English    Türkçe    فارسی   

5
1242-1251

  • Bu aşık sevgilisinin huzurunda yaptığı işleri bir bir sayıyor, diyordu ki:
  • Senin için şunları yaptım, bunları ettim. Şu savaş meydanında oklara nişan oldum.
  • Mal gitti kuvvet gitti, namus gitti. Aşkından nice muratsızlıklara uğradım.
  • Hiçbir sabah, beni uyur, yahut güler bir halde görmedi. Hiçbir akşam, beni düzgün bir halde bulmadı. 1245
  • Acı ve tortulu neler içmişse etraflıca ve bir bir saymaktaydı.

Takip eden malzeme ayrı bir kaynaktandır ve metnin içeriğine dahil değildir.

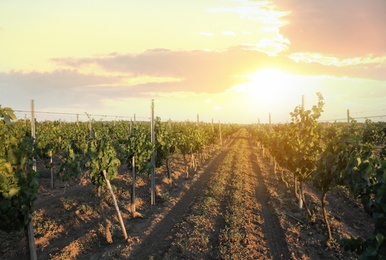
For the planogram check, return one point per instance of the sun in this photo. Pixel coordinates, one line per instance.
(269, 89)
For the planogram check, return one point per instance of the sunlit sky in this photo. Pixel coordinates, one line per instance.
(234, 61)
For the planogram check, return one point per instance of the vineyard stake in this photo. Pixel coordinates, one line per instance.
(115, 204)
(31, 237)
(153, 156)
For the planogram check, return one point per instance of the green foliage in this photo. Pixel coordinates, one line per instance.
(139, 145)
(6, 114)
(101, 156)
(18, 182)
(166, 142)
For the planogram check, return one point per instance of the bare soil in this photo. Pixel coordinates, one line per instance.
(68, 223)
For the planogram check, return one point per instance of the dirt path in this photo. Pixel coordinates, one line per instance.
(274, 234)
(253, 216)
(157, 242)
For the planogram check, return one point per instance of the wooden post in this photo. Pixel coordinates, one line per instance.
(270, 119)
(133, 209)
(52, 171)
(219, 126)
(153, 156)
(300, 186)
(89, 128)
(116, 205)
(348, 115)
(31, 237)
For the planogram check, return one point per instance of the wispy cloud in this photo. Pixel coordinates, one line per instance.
(209, 34)
(341, 28)
(334, 61)
(229, 33)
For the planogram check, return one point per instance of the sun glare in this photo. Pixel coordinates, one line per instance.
(269, 89)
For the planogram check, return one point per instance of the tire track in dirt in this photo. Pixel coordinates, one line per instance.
(157, 242)
(275, 235)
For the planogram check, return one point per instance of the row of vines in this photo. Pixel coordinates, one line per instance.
(91, 150)
(327, 155)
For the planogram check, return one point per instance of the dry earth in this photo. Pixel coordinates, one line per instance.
(68, 223)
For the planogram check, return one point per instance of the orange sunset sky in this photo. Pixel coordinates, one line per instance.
(234, 61)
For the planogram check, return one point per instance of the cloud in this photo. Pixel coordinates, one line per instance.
(333, 61)
(208, 34)
(229, 33)
(339, 28)
(165, 73)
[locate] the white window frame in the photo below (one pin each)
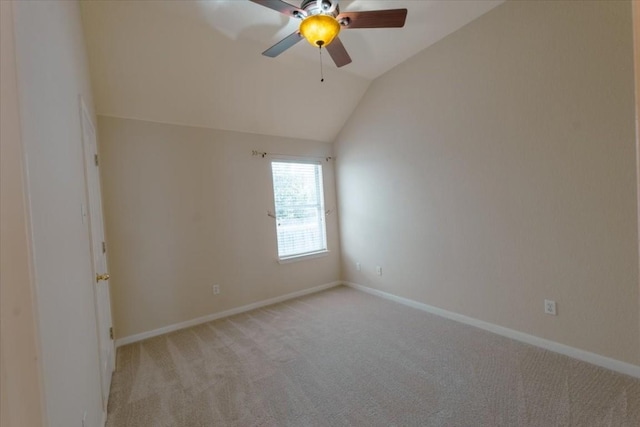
(319, 206)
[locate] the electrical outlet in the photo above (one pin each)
(550, 307)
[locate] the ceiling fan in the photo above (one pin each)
(322, 21)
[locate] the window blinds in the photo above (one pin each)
(299, 204)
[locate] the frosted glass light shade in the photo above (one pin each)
(319, 30)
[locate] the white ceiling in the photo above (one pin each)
(199, 62)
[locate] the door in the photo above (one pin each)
(98, 253)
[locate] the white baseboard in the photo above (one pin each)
(585, 356)
(208, 318)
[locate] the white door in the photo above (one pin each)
(98, 253)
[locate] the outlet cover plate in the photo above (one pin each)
(550, 307)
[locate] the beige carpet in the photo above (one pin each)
(345, 358)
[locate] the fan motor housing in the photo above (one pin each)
(311, 8)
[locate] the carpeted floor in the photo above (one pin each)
(345, 358)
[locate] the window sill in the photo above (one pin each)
(302, 257)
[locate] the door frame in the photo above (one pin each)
(88, 161)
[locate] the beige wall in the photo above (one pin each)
(163, 62)
(20, 369)
(497, 168)
(636, 44)
(52, 73)
(185, 208)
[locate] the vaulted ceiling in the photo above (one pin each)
(199, 62)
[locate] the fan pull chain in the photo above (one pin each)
(321, 73)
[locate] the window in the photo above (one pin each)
(299, 203)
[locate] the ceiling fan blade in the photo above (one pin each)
(282, 7)
(390, 18)
(283, 45)
(338, 53)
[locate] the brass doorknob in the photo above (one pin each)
(102, 277)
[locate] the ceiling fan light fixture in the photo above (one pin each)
(319, 30)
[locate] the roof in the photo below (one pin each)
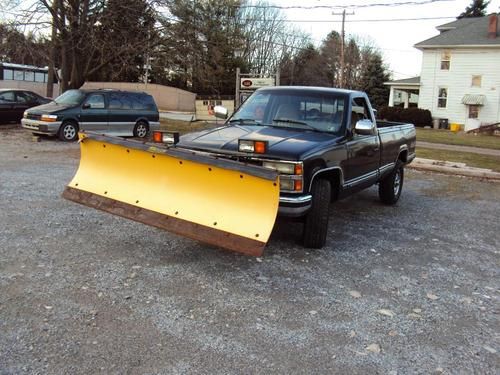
(413, 81)
(311, 89)
(24, 67)
(465, 32)
(461, 22)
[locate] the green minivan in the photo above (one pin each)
(106, 111)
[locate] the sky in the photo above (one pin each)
(395, 39)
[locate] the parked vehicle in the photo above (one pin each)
(287, 150)
(110, 112)
(14, 102)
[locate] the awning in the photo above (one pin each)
(470, 99)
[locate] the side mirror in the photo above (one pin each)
(364, 127)
(220, 112)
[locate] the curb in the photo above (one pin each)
(459, 169)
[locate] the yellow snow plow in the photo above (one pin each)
(221, 202)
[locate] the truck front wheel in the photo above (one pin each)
(389, 189)
(316, 222)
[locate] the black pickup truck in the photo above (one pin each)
(325, 143)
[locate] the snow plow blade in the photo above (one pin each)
(217, 201)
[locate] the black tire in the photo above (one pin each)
(141, 129)
(390, 188)
(68, 131)
(316, 221)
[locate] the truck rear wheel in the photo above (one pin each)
(389, 189)
(316, 222)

  • Sevgilisine minnet olsun diye değil de aşkına yüzlerce tanık olmak üzere bunları sayıp döküyordu.
  • Aklı olanlara bir işaret yeter. Aşıkların sevgiliye karşı duydukları susuzluk, ne vakti gider, biter ki,
  • Usanmadan sözünü tekrarlar durur. Hiç balık bir işaretle duru suya kanar mı?
  • Bir söz bile söylemedim diye şikayet ederek o eski derde ait yüzlerce söz söylüyordu. 1250
  • Onda bir ateş vardı fakat neydi, bilmiyordu. Yalnız mum gibi, onun hararetiyle ağlayıp duruyordu.